Chicken Tikka Masala – Crockpot Style

If you haven’t noticed, I love my crockpot! There is nothing quite like it. Throw in some meat and a bunch of herbs, put it on low and 6-8 hours later you have a very yummy meal that you had to do nothing with for hours!

The other day I had a hankering for some Indian food, so I thought that I would try out a version of chicken tikka masala, making it paleo and enjoying it after it had cooked all day while I worked. I must say – it was delicious! This amount can feed 6-8 people, or 2 people and give us leftovers for days. : )

Chicken Tikka Masala

Ingredients (feeds 6-8; half it if you want less):

  • 3 lbs boneless, skinless chicken thighs
  • 2 onions, chopped
  • 4 garlic cloves, chopped
  • 2 15-oz cans crushed tomatoes
  • 4 T tomato paste
  • Salt & Pepper
  • 2 T garam masala spice
  • 1 T ground cumin
  • 1 15-oz can coconut milk
  • Head of cauliflower
  • 1 onion, diced
  • 3 green onions, sliced thin
  • Olive oil
  • Cilantro & lime

Get your crockpot out and add in the 2 onions and 4 garlic cloves. Then add in the crusted tomatoes, tomato paste and spices (everything above the coconut milk on the list above). Top it off with your chicken thighs, season with more salt and pepper and put your lid on. You can cook it on low for 6-8 hours or on high for 3-4.

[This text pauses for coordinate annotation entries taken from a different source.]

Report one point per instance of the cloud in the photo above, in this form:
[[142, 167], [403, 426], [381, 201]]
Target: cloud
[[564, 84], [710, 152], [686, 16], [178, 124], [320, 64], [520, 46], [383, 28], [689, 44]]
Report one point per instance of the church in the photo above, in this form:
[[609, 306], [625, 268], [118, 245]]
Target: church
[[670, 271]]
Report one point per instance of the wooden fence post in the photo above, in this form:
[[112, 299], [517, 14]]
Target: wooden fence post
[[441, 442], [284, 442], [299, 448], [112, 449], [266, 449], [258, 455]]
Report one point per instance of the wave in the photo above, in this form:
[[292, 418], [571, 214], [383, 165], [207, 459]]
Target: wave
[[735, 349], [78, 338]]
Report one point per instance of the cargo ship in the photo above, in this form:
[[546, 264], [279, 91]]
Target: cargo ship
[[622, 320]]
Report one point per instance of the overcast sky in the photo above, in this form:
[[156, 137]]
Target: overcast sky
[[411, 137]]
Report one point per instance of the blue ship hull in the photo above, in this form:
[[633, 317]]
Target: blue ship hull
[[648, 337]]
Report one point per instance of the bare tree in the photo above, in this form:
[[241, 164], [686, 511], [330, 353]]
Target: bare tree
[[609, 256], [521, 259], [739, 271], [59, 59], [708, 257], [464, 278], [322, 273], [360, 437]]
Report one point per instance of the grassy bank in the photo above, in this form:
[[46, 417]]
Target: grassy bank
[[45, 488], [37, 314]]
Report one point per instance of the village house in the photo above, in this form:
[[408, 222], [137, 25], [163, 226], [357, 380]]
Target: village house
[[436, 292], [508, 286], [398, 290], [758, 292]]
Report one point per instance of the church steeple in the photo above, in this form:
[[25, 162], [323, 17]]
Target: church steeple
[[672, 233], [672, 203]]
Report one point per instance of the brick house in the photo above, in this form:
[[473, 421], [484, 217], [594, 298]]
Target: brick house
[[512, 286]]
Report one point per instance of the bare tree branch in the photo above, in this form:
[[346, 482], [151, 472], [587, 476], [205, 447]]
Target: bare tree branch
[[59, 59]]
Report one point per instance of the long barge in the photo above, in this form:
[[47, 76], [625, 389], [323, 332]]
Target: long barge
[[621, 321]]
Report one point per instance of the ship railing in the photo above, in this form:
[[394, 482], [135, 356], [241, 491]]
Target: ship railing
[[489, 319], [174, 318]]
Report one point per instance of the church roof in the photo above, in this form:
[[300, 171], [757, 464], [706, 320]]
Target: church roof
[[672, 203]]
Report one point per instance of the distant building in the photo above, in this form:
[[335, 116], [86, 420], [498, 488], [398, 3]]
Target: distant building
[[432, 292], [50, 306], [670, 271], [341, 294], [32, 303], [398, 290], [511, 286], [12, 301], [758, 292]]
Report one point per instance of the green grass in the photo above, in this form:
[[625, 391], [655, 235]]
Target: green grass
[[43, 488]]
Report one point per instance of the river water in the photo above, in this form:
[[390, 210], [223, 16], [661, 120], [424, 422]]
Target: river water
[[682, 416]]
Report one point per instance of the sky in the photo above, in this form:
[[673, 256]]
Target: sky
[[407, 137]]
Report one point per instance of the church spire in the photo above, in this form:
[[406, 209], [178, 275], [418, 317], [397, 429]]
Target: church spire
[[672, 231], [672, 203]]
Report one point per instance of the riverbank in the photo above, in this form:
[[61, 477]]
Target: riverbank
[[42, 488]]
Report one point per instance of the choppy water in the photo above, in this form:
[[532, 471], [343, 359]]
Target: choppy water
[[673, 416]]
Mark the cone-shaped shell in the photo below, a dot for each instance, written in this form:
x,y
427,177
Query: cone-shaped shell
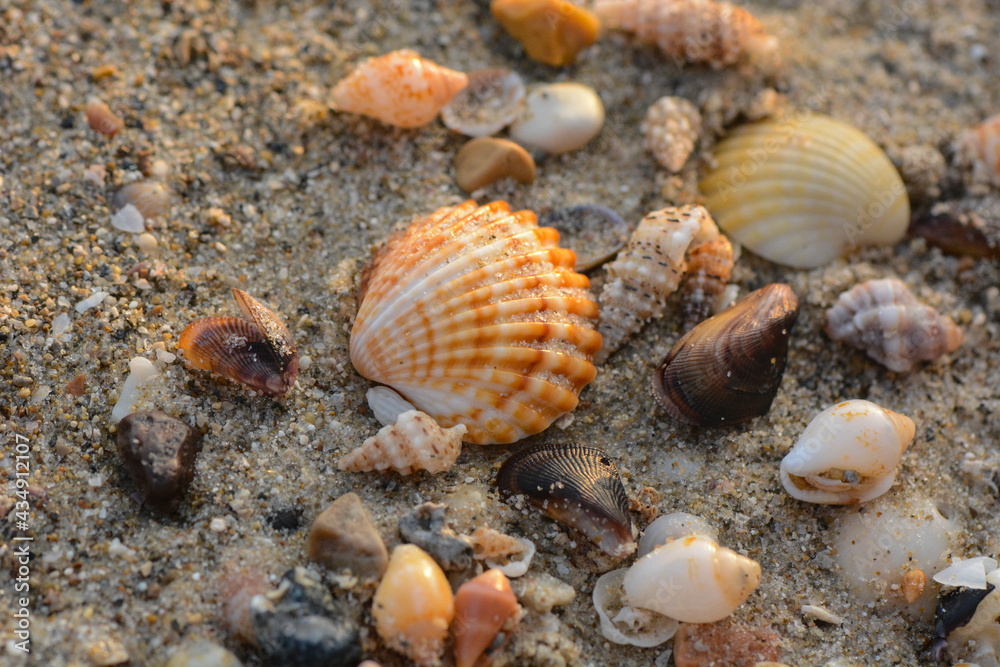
x,y
575,485
802,191
692,579
727,370
258,351
476,317
848,454
482,607
413,605
399,88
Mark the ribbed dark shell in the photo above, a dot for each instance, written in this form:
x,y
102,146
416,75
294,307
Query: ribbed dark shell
x,y
727,370
575,485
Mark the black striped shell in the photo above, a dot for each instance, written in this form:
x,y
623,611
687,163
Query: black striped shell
x,y
727,370
575,485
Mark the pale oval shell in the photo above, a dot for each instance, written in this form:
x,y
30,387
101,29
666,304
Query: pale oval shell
x,y
848,454
399,88
476,317
805,190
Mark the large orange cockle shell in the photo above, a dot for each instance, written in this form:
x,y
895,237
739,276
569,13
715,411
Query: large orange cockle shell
x,y
475,315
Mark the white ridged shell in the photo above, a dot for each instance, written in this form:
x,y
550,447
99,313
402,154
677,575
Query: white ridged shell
x,y
848,454
475,315
803,190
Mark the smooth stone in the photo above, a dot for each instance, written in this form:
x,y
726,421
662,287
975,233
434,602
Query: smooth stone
x,y
487,160
343,536
159,453
559,117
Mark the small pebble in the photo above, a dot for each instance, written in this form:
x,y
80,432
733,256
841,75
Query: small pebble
x,y
343,537
159,453
559,117
486,160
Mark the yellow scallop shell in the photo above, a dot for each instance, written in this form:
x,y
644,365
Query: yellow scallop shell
x,y
803,190
475,315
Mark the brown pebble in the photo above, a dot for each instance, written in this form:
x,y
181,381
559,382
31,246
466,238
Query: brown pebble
x,y
343,536
486,160
705,644
159,453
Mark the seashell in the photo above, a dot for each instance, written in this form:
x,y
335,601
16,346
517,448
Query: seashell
x,y
488,104
399,88
691,579
102,119
483,606
552,31
671,128
648,271
475,316
883,318
980,147
804,190
695,31
413,605
594,232
848,454
256,351
559,117
575,485
487,160
414,442
727,370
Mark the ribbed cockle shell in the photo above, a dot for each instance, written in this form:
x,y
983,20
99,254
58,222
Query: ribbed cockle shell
x,y
575,485
482,607
257,351
399,88
848,454
728,369
476,317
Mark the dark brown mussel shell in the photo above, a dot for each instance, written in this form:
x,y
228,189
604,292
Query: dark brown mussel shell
x,y
257,352
574,485
727,369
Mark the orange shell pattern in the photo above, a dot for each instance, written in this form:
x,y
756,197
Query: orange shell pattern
x,y
475,315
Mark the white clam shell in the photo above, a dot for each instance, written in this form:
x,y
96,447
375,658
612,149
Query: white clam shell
x,y
848,454
692,579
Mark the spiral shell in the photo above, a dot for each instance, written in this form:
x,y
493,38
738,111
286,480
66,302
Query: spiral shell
x,y
727,370
883,318
847,455
696,31
476,317
414,442
804,190
399,88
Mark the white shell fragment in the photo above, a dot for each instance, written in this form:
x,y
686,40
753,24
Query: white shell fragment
x,y
883,318
848,454
414,442
559,117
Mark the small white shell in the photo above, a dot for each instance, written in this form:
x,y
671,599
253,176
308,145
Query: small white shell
x,y
414,442
848,454
692,579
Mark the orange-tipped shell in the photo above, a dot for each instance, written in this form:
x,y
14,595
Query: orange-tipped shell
x,y
482,607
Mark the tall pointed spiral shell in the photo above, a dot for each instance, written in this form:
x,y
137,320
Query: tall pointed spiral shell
x,y
399,88
803,190
476,317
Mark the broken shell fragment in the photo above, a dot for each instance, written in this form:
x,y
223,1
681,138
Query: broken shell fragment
x,y
414,442
803,192
574,485
848,454
475,315
257,350
399,88
413,605
883,318
728,369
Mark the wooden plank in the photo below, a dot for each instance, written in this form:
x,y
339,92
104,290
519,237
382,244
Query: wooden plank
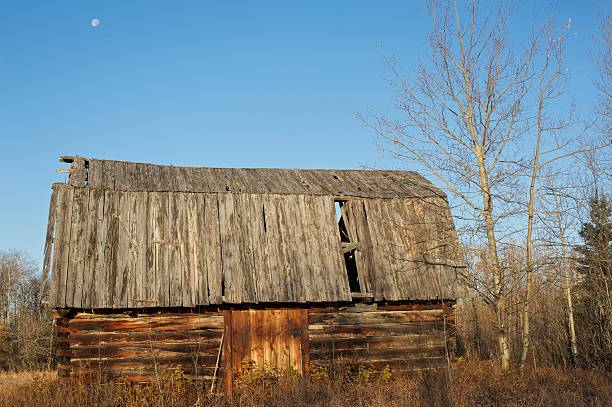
x,y
314,250
282,338
160,231
384,287
326,234
176,247
289,222
305,241
199,236
230,249
95,206
65,253
331,232
357,210
191,263
245,249
144,280
228,370
57,245
278,289
212,242
48,243
122,243
256,233
99,267
305,341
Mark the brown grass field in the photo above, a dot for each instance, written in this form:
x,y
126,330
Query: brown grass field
x,y
463,384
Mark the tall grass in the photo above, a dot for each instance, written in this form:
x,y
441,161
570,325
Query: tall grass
x,y
463,384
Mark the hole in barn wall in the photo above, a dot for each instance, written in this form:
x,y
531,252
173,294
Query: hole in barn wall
x,y
349,256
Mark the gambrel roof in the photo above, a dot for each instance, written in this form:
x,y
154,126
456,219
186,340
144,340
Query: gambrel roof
x,y
130,235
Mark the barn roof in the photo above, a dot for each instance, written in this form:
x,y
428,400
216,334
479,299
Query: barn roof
x,y
127,176
127,235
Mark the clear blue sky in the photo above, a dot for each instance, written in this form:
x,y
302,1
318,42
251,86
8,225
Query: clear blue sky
x,y
248,84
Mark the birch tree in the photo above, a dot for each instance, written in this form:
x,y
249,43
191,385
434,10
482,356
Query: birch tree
x,y
461,116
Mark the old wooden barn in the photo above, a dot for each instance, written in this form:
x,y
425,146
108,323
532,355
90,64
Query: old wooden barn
x,y
209,270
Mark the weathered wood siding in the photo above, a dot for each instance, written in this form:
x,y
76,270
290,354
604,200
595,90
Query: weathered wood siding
x,y
118,249
133,249
266,338
138,349
405,338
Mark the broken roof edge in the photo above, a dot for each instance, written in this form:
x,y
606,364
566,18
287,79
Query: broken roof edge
x,y
366,183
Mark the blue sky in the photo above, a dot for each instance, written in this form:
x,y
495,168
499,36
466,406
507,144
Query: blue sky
x,y
245,84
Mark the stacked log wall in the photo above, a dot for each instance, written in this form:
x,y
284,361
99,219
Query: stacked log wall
x,y
141,348
403,338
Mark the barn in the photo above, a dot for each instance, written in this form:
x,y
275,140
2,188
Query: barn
x,y
212,271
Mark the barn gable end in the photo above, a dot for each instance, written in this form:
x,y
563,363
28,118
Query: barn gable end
x,y
272,253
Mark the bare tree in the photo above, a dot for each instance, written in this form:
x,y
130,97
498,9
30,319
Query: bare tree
x,y
461,116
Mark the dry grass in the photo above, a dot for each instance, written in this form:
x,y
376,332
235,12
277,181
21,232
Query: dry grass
x,y
465,384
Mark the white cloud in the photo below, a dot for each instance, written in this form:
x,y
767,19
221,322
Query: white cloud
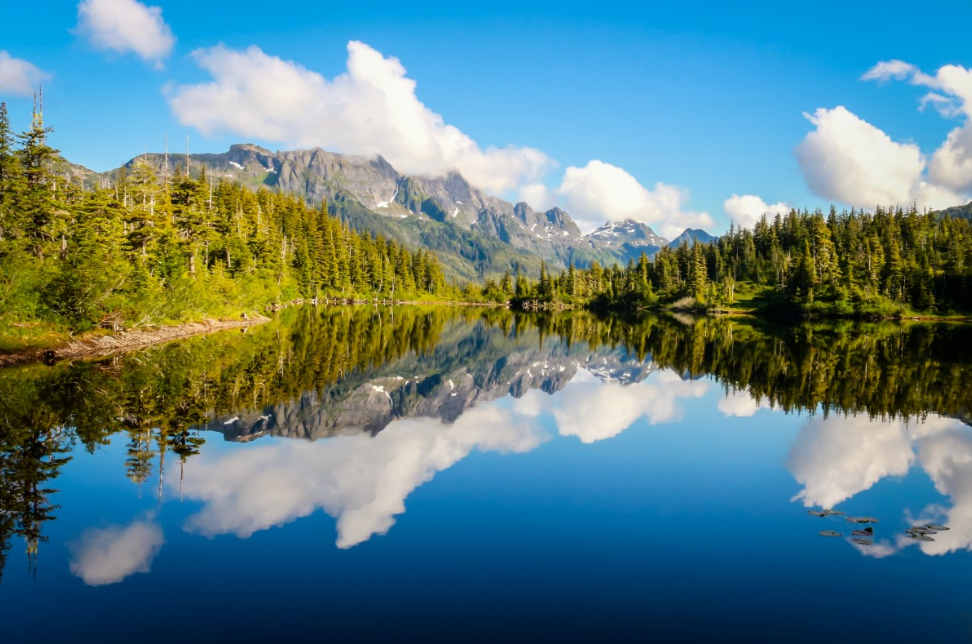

When you have about a half hour left, grab your cauliflower and chop it up into small pieces. Add the EVOO (two turns) to your large, deep skillet over medium heat. Add in the diced onion, cook down till translucent, then add in the cauliflower. Stir often, season with salt and pepper.  Cook for about 20 minutes on low heat. Now, I like to add in a squeeze of lime and some cilantro along with the onions in the last 5 minutes of cooking, but you don’t need to if you don’t want to. Totally optional.

In the last 5 minutes, get the chicken out with a bunch of the sauce in a bowl and shred it up. Turn the can of coconut milk upside down and open it up that way. This will put all of the liquid at the top which you can pour out. Now you are staring at the hardened coconut milk. Scoop this out into a deep pot (I used my oval dutch oven) and turn that on to low heat. Add in your chicken mixture and stir well.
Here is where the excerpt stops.